He writes:
We are reaching a point where the number of inputs we have as individuals is beginning to exceed what we are capable as humans of managing. The demands for our attention are becoming so great, and the problem so widespread, that it will cause people to crash and curtail these drains. Human attention does not obey Moore's Law.
...
My attention has reached a limit so I have re-calibrated it to make it more effective. I think this issue is an epidemic. We have too many demands on our attention and the rapid success of Tim's book indicates that people will start to cut back on the information they are gorging. If this happens en masse, will it cause a financial pullback? Possibly if ad revenues sag as a result.
Stowe Boyd writes in response:
No, I think we need to develop new behaviors and new ethics to operate in the
new context.Most people operate on the assumption that the response to increased flow is to intensify what was working formerly: read more email, read more blogs, write more IMs, and so on.
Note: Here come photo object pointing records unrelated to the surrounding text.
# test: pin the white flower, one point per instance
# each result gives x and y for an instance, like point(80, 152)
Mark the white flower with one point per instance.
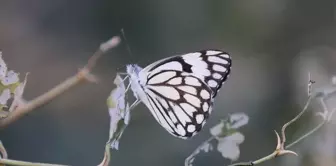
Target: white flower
point(10, 78)
point(3, 67)
point(238, 119)
point(119, 112)
point(5, 95)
And at the same time motor on with the established notions of what a job is, how to accomplish work and meet deadlines, and so on.
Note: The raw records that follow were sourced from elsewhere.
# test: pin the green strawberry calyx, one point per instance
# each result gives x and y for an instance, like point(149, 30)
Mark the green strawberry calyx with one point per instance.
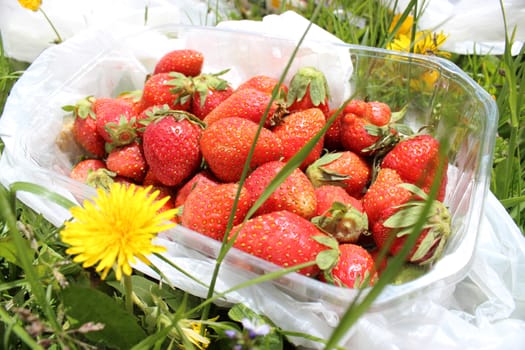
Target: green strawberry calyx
point(308, 79)
point(436, 226)
point(161, 112)
point(343, 222)
point(327, 259)
point(186, 87)
point(321, 176)
point(82, 109)
point(122, 133)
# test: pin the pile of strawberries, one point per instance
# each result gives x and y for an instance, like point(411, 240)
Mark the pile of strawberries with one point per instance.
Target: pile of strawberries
point(361, 186)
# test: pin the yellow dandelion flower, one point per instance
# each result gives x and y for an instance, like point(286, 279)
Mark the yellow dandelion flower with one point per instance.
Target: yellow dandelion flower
point(425, 43)
point(32, 5)
point(116, 228)
point(405, 28)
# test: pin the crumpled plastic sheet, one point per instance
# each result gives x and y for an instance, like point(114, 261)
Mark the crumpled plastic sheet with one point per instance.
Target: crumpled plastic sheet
point(486, 310)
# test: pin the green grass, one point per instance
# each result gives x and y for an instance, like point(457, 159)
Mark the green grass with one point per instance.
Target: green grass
point(34, 266)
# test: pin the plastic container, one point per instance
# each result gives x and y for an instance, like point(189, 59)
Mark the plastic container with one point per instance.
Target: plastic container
point(102, 62)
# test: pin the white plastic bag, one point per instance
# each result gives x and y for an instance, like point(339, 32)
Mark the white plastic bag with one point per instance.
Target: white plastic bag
point(26, 34)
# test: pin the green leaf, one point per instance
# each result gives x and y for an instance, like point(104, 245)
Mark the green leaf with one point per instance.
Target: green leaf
point(84, 305)
point(273, 340)
point(10, 252)
point(327, 241)
point(327, 259)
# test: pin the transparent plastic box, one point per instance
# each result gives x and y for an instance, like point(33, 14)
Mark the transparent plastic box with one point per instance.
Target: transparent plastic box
point(103, 63)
In a time of increased flow, yes, if you want to hold everything else as is -- your definition of success, of social relationships, of what it means to be polite or rude -- Steve is right: you will have to cut back.
Who is right? Who is wrong? Maybe Steve is just old and Stowe is divining the new social consciousness.
Maybe Stowe is just being an extreme purist (Stowe? Never!) and just needs to recognize that there is middle ground.
Maybe the middle ground - Flow based tools that help to refine the stream.
Our eye scan handle the sun - but sunglasses are nice too.